3

I saw Getting a backtrace of other thread but it didn't contain a lot of practical information.

What I want is to be able to catch SIGSEGV in a C multi-threaded app using POSIX threads running on Linux (CentOS, 2.6 kernel), and print the stack trace of the thread that caused it. Of course, not knowing which thread caused it, it's Good Enough For Me (tm) that the main thread that caught the signal to enumerate over all the threads and just print the stack trace of all of them.

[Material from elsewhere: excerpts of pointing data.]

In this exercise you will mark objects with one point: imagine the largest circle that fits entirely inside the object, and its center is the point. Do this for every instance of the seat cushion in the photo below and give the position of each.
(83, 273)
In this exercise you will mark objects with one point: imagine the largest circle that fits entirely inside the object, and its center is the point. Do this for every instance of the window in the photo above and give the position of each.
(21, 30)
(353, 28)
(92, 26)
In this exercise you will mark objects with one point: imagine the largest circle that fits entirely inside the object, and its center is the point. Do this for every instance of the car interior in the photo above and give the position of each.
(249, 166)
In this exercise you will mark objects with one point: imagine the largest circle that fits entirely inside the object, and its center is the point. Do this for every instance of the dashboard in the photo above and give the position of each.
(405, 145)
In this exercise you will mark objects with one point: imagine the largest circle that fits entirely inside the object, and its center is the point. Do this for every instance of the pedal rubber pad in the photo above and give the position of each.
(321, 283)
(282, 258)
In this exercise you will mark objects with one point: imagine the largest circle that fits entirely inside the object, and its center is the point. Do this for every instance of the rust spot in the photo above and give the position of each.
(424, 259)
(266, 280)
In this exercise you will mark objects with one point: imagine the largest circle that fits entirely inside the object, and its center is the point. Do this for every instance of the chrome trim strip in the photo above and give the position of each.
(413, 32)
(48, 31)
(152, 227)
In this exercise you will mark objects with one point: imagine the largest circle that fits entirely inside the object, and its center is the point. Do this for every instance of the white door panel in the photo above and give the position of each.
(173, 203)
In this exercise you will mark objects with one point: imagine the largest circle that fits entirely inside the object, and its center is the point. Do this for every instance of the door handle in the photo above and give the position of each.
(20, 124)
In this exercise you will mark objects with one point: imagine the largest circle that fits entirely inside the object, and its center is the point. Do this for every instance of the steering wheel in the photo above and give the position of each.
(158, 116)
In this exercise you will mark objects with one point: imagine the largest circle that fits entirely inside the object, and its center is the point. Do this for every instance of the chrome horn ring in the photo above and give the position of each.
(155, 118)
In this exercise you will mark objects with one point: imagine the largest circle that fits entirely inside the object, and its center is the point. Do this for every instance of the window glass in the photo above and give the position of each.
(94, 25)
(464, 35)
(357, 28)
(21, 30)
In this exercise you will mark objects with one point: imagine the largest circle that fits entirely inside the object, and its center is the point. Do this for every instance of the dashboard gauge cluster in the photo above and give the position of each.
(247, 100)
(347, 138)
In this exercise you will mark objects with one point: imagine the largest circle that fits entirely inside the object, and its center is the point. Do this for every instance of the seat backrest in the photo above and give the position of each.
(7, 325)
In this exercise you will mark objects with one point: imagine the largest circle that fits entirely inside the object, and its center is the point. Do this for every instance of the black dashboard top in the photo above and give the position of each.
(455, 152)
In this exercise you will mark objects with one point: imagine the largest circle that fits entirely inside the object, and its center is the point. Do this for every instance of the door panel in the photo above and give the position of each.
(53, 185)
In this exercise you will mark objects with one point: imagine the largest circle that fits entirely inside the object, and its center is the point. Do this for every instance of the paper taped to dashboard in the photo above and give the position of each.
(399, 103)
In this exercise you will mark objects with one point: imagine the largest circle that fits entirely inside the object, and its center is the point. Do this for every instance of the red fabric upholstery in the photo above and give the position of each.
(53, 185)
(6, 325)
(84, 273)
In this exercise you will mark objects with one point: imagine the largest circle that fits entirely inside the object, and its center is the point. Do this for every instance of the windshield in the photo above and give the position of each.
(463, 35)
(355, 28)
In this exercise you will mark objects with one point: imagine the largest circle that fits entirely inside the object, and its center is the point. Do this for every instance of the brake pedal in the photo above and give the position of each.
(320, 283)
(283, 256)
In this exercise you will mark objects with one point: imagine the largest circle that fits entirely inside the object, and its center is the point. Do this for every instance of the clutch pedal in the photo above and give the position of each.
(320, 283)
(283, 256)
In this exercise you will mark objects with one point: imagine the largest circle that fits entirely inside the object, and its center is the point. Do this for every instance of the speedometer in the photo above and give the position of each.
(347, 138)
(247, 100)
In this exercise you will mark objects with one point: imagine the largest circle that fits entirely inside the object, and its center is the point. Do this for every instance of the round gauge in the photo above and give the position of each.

It was noted over there that perhaps libunwind can be used for this, but its documentation is rather lacking and I couldn't find a good example of how to go about using it for this purpose. Also, I wondered if it has any significant performance overhead or other impact, and whether it is battle-tested and used in production code, or if it's mostly only used in debugging and development, and not in production systems.

Does anyone have sample code using libunwind or another reasonably straightforward (like not writing it in assembly) way to do this?

Community
  • 1
  • 1
e.dan
  • 7,275
  • 1
  • 26
  • 29

1 Answers1

3

Getting the backtrace of the thread that caused the exception is easy, more or less:

Pass the -rdynamic flag to the linker

Then, in your coderegister signal handler, extract the EIP of the fault from the signal handler parameters and then use it and the backtrace() function to get an array of the addresses.

Find some way to pass the data in the array outside your app (to a different process over a pipe for exeample) and there you can use backtrace_symbols() to translate the backtrace to symbol names.

Make sure not to use any thread async non safe function in the signal handler, don't take any locks, allocate memory or call any function that does.

Here are the slides to a presentation I gave on the subject: http://www.scribd.com/doc/3726406/Crash-N-Burn-Writing-Linux-application-fault-handlers

The video is also available somewhere of the talk but I can't find it now...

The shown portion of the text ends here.